What could be interesting is what Brett Geymann, the Republican state rep from Lake Charles who voted against HB 976 and also HB 974, the teacher tenure bill, in Thursday’s House vote, will do when all the teachers from in and around his district show up. Geymann’s Facebook page has churned out pictures like this for a week…

Geymann’s Facebook page also included a relatively interesting exchange between some conservative activists and himself, in which he stated one important reason he didn’t support Jindal’s education reform package was…

 I voted against loss of local control of schools and against forcing us into a national curriculum that does not represent my conservative Christian values.

What Geymann was referring to specifically was the movement in the package toward Louisiana joining something called the Common Core Curriculum, which is a standardized educational system that would put the state in line with other states in terms of what subjects would be taught when during a student’s educational career. There are opponents of the Common Core Curriculum among some of the more hard-core Tea Party types who see it as a communist plot, or something, but the rationale for migrating to it among the school choice crowd is that since Louisiana doesn’t have the stroke with the companies who print the school textbooks that, say, Texas does, it makes education delivery significantly easier when Louisiana schools sign on to a delivery strategy that mirrors what other states will be doing.

Using the Common Core Curriculum also gives Louisiana a better opportunity to measure itself against other states also using it in terms of educational performance.

But Geymann didn’t like it, and that’s one reason he voted against the plan.

Will he address the crowd tomorrow? And if he does so, will he speak about the evils of the Common Core Curriculum as the reason why?
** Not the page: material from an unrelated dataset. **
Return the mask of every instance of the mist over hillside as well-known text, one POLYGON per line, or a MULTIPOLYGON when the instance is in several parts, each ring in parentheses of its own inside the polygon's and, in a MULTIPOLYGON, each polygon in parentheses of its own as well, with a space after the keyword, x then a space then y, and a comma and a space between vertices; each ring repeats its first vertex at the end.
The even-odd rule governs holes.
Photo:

Or will he just talk about how he’s at the Capitol fighting for the teachers?

Either way, it could be interesting.

Meanwhile, the folks supporting the school choice bill won’t likely be at the Capitol, or at least not for a good part of the day. They’ll be at the Governor’s Mansion…

“Education Reform in Louisiana”
hosted by The Heritage Foundation and The Pelican Institute for Public Policy
Tuesday, March 27, 2012

12:00 p.m. Luncheon and Panel Discussion
“Education Reform in Louisiana” featuring Lindsey Burke, The Heritage Foundation; Kevin Kane, Pelican Institute for Public Policy; Matthew Ladner, Foundation of Excellence in Education; John White, Louisiana Department of Education

It will likely be later this week before HB 976 gets its committee hearing in the Senate; the decision has been made to move that bill rather than Sen. Conrad Appel’s SB 597, which cleared the Senate Education Committee last week. HB 976 will be debated in two Senate committees, Finance and Education, before it goes to the floor for passage (and then in all likelihood goes to a conference committee). By the time it drags through those, the griping that Jindal is moving his package too quickly will likely fade away given that we’ll likely see several more hours of contentious hearings, grandstanding and flimsy arguments made by the educational establishment.

But for tomorrow, the action will be outside the Capitol rather than inside. And parents in Calcasieu Parish will have to disrupt their schedules to accomodate teachers who’ll be more interested in politics than working.